8. Verpflegungsbeiträge: keine Geschwisterermäßigung, keine Vergleichbarkeit

Die Praxis, keine Geschwisterermäßigung bei Verpflegungskosten zu gewähren, benachteiligt insbesondere kinderreiche Familien. Zudem unterscheidet sich das tatsächliche Verpflegungsangebot (es wird nicht in allen Einrichtungen täglich das Frühstück gestellt) bisher stark zwischen den Einrichtungen der Stadt – die Kosten hingegen sind gleich. Eine Familie kann sich ihre Kita faktisch nicht aussuchen und wird somit zur Zahlung eines Pauschalbetrags verpflichtet, der in vielen Fällen nicht dem tatsächlichen Leistungsumfang entspricht. Dies ist sozial ungerecht.

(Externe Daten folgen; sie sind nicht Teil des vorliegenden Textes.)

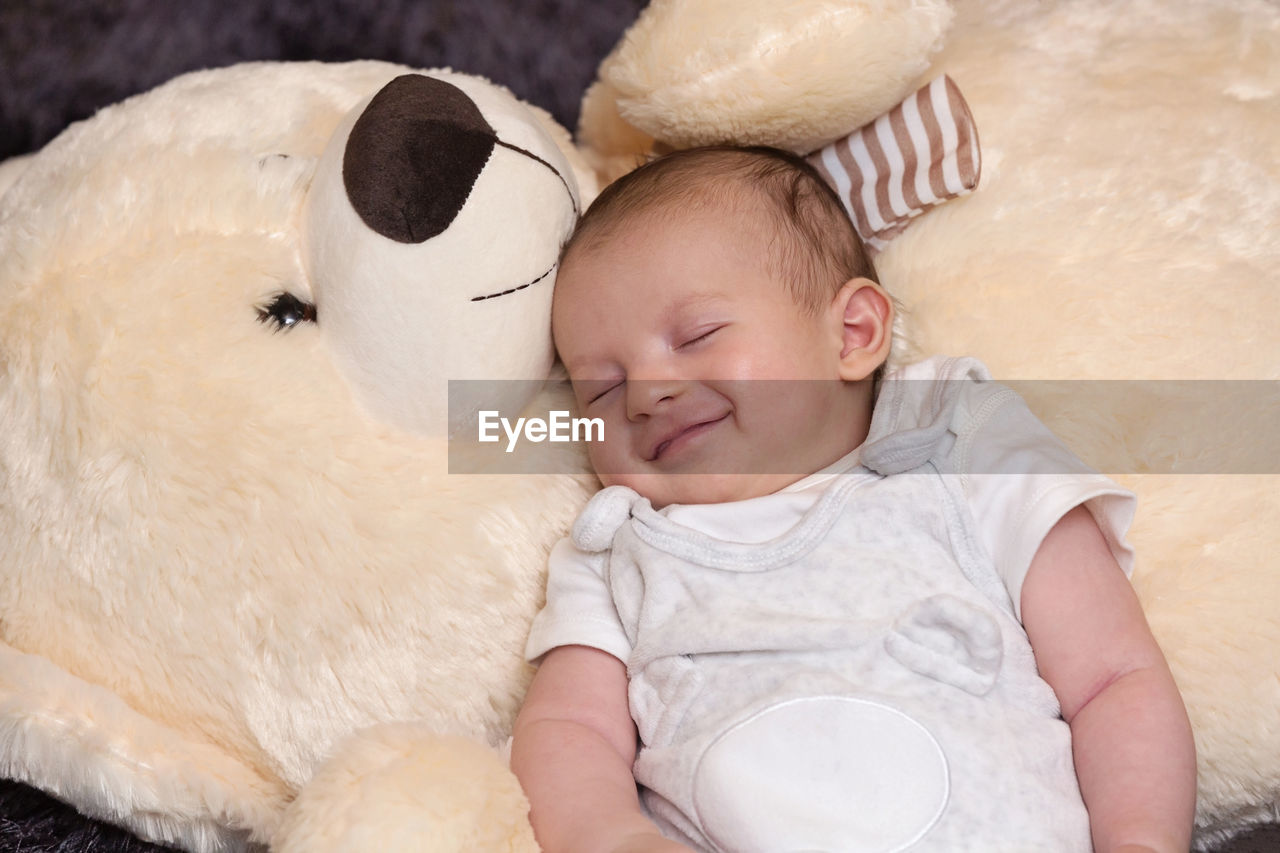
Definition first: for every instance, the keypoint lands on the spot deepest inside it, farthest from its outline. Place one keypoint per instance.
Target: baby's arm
(1132, 742)
(572, 752)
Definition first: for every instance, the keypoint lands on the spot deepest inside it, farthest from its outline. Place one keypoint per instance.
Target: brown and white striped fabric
(915, 156)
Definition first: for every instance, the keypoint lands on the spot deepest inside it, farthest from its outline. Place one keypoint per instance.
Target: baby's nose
(649, 396)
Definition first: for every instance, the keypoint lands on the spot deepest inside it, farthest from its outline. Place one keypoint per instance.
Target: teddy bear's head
(228, 313)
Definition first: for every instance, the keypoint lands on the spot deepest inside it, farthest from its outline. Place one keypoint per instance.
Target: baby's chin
(666, 489)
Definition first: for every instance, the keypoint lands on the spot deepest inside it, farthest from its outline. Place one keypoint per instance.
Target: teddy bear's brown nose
(414, 156)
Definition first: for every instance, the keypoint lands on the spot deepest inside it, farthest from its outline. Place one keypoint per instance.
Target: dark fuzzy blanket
(63, 59)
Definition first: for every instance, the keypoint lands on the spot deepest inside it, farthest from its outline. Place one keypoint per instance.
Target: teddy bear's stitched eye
(286, 311)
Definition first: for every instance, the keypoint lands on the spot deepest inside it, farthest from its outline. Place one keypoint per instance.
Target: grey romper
(858, 683)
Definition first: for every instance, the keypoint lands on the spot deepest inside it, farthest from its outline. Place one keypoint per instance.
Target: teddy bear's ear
(794, 74)
(432, 229)
(414, 155)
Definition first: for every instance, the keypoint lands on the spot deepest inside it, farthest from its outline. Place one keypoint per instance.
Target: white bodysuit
(842, 669)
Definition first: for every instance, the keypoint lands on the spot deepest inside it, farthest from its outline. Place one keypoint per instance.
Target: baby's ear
(867, 316)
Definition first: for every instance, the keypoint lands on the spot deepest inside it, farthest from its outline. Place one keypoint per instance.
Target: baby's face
(712, 382)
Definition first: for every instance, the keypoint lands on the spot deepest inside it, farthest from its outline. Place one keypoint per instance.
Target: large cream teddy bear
(243, 600)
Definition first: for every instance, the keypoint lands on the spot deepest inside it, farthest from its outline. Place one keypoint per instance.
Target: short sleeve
(1020, 479)
(579, 609)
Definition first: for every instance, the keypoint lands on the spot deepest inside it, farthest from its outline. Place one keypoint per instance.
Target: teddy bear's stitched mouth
(512, 290)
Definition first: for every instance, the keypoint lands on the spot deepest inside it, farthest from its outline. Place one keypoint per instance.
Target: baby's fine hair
(816, 247)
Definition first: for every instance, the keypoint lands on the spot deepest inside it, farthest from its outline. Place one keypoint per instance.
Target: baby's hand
(649, 843)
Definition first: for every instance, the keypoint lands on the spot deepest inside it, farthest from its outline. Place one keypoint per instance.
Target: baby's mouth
(681, 436)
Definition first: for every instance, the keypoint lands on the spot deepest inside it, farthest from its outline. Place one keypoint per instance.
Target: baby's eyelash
(702, 337)
(617, 384)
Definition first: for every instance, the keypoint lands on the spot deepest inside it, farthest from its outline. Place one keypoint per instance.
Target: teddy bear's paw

9. Ermäßigungen in besonderen Lebenslagen: ersatzlos gestrichen

Während im Beteiligungsverfahren noch ein Modell zur Unterstützung in besonderen Lebenslagen – etwa Alleinerziehende oder Familien von Kindern mit Behinderung - in Aussicht gestellt wurde, wurde dieser Punkt inzwischen ersatzlos gestrichen. Die vorgeschlagenen Verfahren waren ohnehin verwaltungsaufwendig, unklar und wenig wirksam. Wir fordern daher ein vereinfachtes, transparentes System, das die tatsächlichen Mehrkosten solcher Lebenslagen berücksichtigt – inklusive eines vollständigen Beitragserlasses für Kinder mit Pflegegrad und Pflegekinder.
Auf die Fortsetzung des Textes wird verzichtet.